Our hosts were in their 60’s and retired. They were very traditional Japanese in their style of living. There were few hints of any westernization. Not even a refrigerator. Yet, they were considered well-off by Japanese standards. We slept on mats and sat on the floor when we ate. Most of the food was cooked right next to the low dinner table. I think it was some of the best cuisine I’ve ever enjoyed.
Since these fine people were old enough to be our grandparents, they allowed us to call them “grandma” and “grandpa.” For some reason, they really seemed to enjoy that. I’ve since learned that “grandpa” was a high ranking artillery officer in the Japanese Army during World War II. Recently, his daughter showed me some pictures of her dad “grandpa” with Hirohito, the Japanese Emporer during WWII. He was obviously well connected during that period of history. I feel quite honored to have been a guest in this gentleman’s home.

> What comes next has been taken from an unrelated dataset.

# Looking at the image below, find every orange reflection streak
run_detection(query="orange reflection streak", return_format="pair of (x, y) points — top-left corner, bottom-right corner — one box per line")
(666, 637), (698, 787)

Just before we arrived in Tokyo, “grandpa” had gone to the trouble to learn a word of english and he used it moments after my wife and I arrived and were shown our room. “Grandpa” held out his arms and gently pushed us together and said, “honeymoon, honeymoon.” I’ll never forget the little gleem in his eyes as he spoke. Maybe it had something to do with the fact that he too, had once been to war and separated from his wife.
We throughly enjoyed the sights of Tokyo. We bought some nice things at the commissary in Yokohama. I couldn’t believe how attractive the prices were so we splurged a bit and got 2 pairs of snow skis, a 35mm Asahi Pentax camera, a Seiko watch and a few other odds and ends. We had the skis shipped home on a slow boat (I almost beat them home!).
All too soon our time was up and I had to catch my flight back to Vietnam. The traffic was terrible and I almost missed my flight. In the rush to the airplane I tossed my now unneeded jacket to my wife without realizing my wallet and ID were in the pocket. Interestingly, I had little trouble getting back to my unit without it. I imagine they figured no one in their right mind would want to fake their way into the Army and a war.
After getting back into uniform and gathering up my gear I caught a helicopter ride back out to the ARVN infantry camp near Loc Giang. It seemed unreal as I gazed down at the rice paddies from the helicopter when not many hours before I was with my *wife. Soon enough, we began our descent and then landed near a smoke marker just outside the camp perimeter. My best friend was waiting for me in the ¾ ton truck. Within a few minutes we’re back to our area where I received much ribbing and kidding about R & R, “hey Staff, what did you do on R & R?” I grinned without saying a word. I think they were jealous.
* We will celebrate our 50th Wedding Anniversary in February, 2019.